これまでも透視度の低さは作業や調査の進行に影響を及ぼす要因ではありましたが、致命的な障害とはなっていません。
一度通過した箇所には、ラインを設置することで進路を明示しており、仮にこの先で視界が悪い区間がまたあったとしても、複数回の潜水を重ねることで到達距離を延ばすは可能であると考えています。
また、透視度の低い環境や、容易に視界が悪化する環境における潜水については、私自身がこれまでに多数の経験を有しており、対応可能であると考えています。
2.崩落の危険性
崩落のリスクは、以下の3つの地点に分けて考えることができます。
① 坑道入口部の崩落
今後の潜水開始地点として想定されている場所ではないものの、坑道入口は空気中に露出、あるいは空気に近い位置にあり、また、坑道の水位の変化によって濡れた状態と乾燥した状態を繰り返す環境にあるため劣化が進みやすく、ある程度の期間で崩壊すると予想されます。
一度崩落が発生すると、再度開口するための工事をするのは困難であるため、歴史的な遺物としてのとらえ方などを踏まえると、保存措置を講じることには一定の意義があると考えられます。
② 坑道内部の通路の崩落
坑道内部で呼吸により発生する排気の泡は、短期的にはその刺激による崩落を誘発するおそれがあり、また中長期的には泡が坑道内の天井部に滞留することで支持構造の安定性を損ねる可能性があること、泡に含まれる酸素が構造材(特に木材)を劣化させる可能性があります。
このため、当調査ではリブリーザー(呼吸ガスを循環再利用し、水中に排気を出さない潜水器材)を使用しています。
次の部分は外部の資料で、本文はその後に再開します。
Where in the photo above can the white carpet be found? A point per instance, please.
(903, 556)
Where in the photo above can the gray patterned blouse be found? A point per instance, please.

リブリーザーでも水深変化に伴って少量の排気泡は発生しますが、通常の潜水方式に比べて影響を大幅に軽減することができます。
ただし、崩落のリスク自体はリブリーザーを使用しても完全に排除することはできません。
また、調査期間が延びると坑道内に泡が長期間蓄積され、リスクが累積していく懸念もあるため、調査期間は集中させ、短期間で成果を得ることが望ましいと考えています。
③ ピーヤ下部の構造物の崩落
ピーヤ下部には、鋼管や木材などの障害物が堆積しています。
宇部市のダイビング事業者による協力のもと、人力でピーヤ内の障害物の引き上げを実施しました。その結果、現在は「障害物の隙間を縫って坑道に進入可能な状態」まで改善していますが、引っかかったような形で支えられているだけの木材や金属パイプ類の隙間を潜降していくことになるため、浮上時に接触すると崩落を引き起こし、最悪の場合、浮上経路を塞ぐ可能性があります。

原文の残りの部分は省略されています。